El mundo exterior se convierte en un borrón abstracto de movimiento y color mientras empujo todos los límites que nuestro vehículo posee.
Debería haber tomado la autopista principal en lugar de estos caminos secundarios aislados.
Mi enojo con Marshall me hizo elegir la ruta más corta de regreso al territorio de la manada, queriendo deshacerme de su presencia lo más rápido posible.
Ahora esa decisión podría matarnos a ambos.
La ansiedad inunda mi sistema mientras mis manos agarran el volante con intensidad hasta tener los nudillos blancos.
Podríamos detenernos y luchar, pero todavía estamos en territorio humano donde la ley del consejo prohíbe los conflictos sobrenaturales.
Las consecuencias por romper esas reglas son severas.
Además, las cámaras de tráfico crean demasiado riesgo de descubrimiento humano.
Trato de volver a concentrarme en la conducción cuando nos golpean de nuevo, esta vez con fuerza brutal.
El impacto inesperado me toma por sorpresa, y momentáneamente pierdo mi agarre en el volante.
Otro golpe devastador sigue inmediatamente, este lo suficientemente fuerte como para enviar nuestro coche completamente fuera de control.
A pesar de mis frenéticos intentos de recuperar el mando, ya es demasiado tarde.
—¡Ruby!
—la voz de Marshall retumba con terror crudo y preocupación.
El coche se desliza salvajemente mientras lucho desesperadamente por estabilizar nuestra trayectoria.
Los neumáticos, ya tensados más allá de sus límites a esta velocidad, chillan en agonía mecánica.
Algo afilado, probablemente escombros de la carretera, desgarra el caucho con eficiencia viciosa.
El coche se tambalea violentamente hacia un lado a medida que las ruedas se desintegran.
Mis esfuerzos por alejarme del desastre resultan inútiles.
Patinamos lateralmente, con la parte trasera balanceándose en arcos incontrolados.
El tiempo se ralentiza mientras el caos consume todo a mi alrededor.

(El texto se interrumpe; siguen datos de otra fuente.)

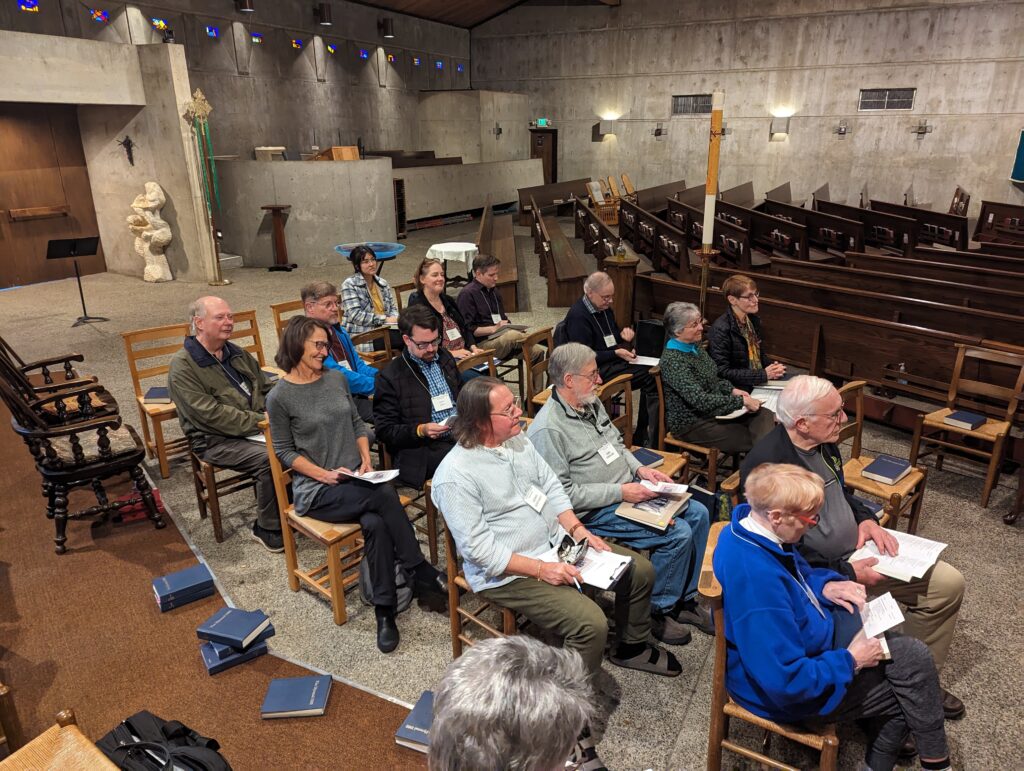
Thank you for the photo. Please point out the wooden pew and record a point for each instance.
(974, 259)
(652, 199)
(1000, 223)
(946, 271)
(933, 227)
(882, 230)
(495, 237)
(951, 293)
(1007, 328)
(548, 196)
(562, 266)
(824, 231)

El vidrio explota, el metal grita y el mundo gira en círculos nauseabundos.
Nos estrellamos con una violencia que sacude la tierra, enviando escombros en todas direcciones.
La fuerza despiadada de la colisión nos lanza contra nuestras restricciones mientras los airbags explotan a nuestro alrededor.
El motor muere con un último y inquietante suspiro.